All in the Family
Sylvia Lawson, 3 December 1992
On these two sacred monsters, the tally of evidence is still incomplete: there’s another volume of the translation of Lettres au Castor et à quelques autres to come, and Quintin Hoare has translated only two-thirds of the Lettres à Sartre. But you could already tabulate the chronologies into a glorious, full-colour-coded spreadsheet jigsaw, mapping the stories from the Sartre biographies (Annie Cohen-Solal, John Gerassi, Ronald Hayman) over those from the Beauvoir biographies (Deirdre Bair – very much the best; Claude Francis and Fernande Gontier, Margaret Crosland). Check those against the crucial four volumes of Beauvoir’s memoirs, those translated as The Prime of Life, Force of Circumstance, All Said and Done and Adieux: A farewell to Sartre.

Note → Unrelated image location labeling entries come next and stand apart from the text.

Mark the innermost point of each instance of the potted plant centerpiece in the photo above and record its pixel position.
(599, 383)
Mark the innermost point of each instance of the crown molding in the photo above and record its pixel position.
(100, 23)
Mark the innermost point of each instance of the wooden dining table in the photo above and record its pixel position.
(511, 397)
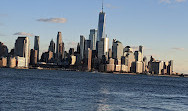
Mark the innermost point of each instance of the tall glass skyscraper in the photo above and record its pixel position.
(93, 38)
(36, 46)
(101, 25)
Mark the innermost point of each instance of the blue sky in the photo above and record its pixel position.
(159, 25)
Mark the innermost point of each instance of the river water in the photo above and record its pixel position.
(51, 90)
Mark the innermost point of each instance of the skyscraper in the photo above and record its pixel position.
(103, 47)
(3, 50)
(82, 46)
(59, 47)
(117, 49)
(52, 46)
(22, 49)
(101, 25)
(36, 46)
(93, 38)
(141, 49)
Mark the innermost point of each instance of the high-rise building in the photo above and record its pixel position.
(101, 25)
(3, 50)
(82, 46)
(141, 49)
(59, 47)
(103, 47)
(170, 67)
(71, 51)
(117, 49)
(93, 38)
(52, 46)
(78, 48)
(33, 57)
(22, 49)
(87, 44)
(138, 56)
(36, 46)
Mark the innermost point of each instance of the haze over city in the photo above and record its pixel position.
(159, 25)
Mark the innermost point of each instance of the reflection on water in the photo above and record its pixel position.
(42, 90)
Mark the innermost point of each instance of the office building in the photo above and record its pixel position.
(47, 57)
(93, 38)
(59, 47)
(138, 56)
(82, 46)
(117, 49)
(141, 49)
(110, 66)
(87, 44)
(103, 47)
(36, 45)
(11, 62)
(170, 67)
(3, 62)
(101, 25)
(71, 51)
(52, 46)
(22, 49)
(33, 57)
(78, 48)
(139, 67)
(3, 50)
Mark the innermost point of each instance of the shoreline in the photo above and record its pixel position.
(115, 73)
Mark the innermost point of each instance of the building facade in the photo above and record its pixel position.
(22, 49)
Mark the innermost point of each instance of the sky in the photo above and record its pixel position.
(159, 25)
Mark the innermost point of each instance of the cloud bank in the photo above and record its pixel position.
(23, 34)
(53, 20)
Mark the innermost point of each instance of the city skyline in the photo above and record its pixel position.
(168, 48)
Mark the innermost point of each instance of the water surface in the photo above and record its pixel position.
(51, 90)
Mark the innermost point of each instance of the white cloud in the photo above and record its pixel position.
(23, 34)
(53, 20)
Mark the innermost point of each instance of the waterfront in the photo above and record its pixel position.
(83, 91)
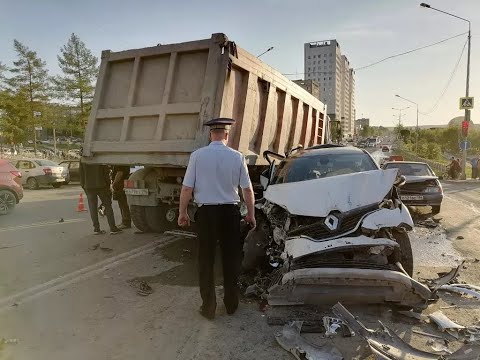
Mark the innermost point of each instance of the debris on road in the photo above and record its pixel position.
(443, 322)
(143, 289)
(291, 340)
(464, 290)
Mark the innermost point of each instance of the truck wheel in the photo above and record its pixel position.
(139, 219)
(406, 254)
(161, 218)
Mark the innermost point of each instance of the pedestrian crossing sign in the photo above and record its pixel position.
(466, 103)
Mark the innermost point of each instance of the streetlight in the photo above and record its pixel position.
(400, 114)
(269, 49)
(416, 137)
(467, 111)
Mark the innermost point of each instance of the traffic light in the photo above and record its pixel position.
(465, 128)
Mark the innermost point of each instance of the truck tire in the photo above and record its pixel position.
(157, 219)
(139, 219)
(406, 254)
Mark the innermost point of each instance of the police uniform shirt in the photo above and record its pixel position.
(215, 172)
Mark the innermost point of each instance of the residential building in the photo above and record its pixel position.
(324, 63)
(311, 86)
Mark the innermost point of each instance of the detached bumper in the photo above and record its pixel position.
(326, 286)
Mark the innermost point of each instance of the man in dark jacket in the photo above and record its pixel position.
(95, 181)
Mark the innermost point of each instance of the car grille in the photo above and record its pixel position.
(318, 230)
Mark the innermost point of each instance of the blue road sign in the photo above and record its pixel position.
(464, 145)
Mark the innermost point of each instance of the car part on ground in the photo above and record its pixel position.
(291, 340)
(386, 344)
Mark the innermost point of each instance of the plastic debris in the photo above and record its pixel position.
(291, 340)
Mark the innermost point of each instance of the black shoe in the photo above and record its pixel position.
(210, 315)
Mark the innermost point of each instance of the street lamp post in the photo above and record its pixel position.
(416, 136)
(400, 114)
(467, 111)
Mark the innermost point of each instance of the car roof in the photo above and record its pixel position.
(406, 162)
(328, 149)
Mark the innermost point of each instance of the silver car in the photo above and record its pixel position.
(38, 172)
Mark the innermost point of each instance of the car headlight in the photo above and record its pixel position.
(433, 189)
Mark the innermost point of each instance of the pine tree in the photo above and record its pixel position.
(27, 91)
(79, 67)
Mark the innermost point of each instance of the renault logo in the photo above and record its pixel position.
(331, 222)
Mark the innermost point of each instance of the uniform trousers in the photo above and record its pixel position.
(219, 224)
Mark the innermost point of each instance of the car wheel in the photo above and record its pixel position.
(7, 202)
(32, 184)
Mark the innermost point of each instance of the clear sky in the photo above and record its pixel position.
(367, 30)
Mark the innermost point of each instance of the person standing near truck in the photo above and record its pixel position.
(95, 181)
(213, 176)
(119, 175)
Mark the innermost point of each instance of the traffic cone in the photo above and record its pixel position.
(81, 205)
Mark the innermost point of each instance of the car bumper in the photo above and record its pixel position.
(427, 199)
(50, 179)
(326, 286)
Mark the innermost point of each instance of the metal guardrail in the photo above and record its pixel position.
(436, 166)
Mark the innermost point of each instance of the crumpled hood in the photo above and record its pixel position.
(319, 197)
(415, 179)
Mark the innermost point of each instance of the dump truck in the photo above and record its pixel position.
(150, 105)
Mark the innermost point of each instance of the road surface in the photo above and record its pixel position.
(68, 294)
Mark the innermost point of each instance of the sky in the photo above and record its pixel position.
(367, 30)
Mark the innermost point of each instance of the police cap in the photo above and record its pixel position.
(220, 123)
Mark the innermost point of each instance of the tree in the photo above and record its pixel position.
(27, 91)
(79, 67)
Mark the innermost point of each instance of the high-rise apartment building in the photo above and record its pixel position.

Crosscheck against the documentary scripts, the recorded conversations and these letters, not forgetting to decode the pseudonyms in Lettres au Castor – here the surname Kosakiewicz becomes ‘Zazoulich’, ‘Tania’ means Wanda, ‘Louise Vedrine’ the turbulent Bianca Bienenfeld. Some foundation or other will undoubtedly fund further research into the files of Les Temps modernes and the Ohio State Nelson Algren archive.’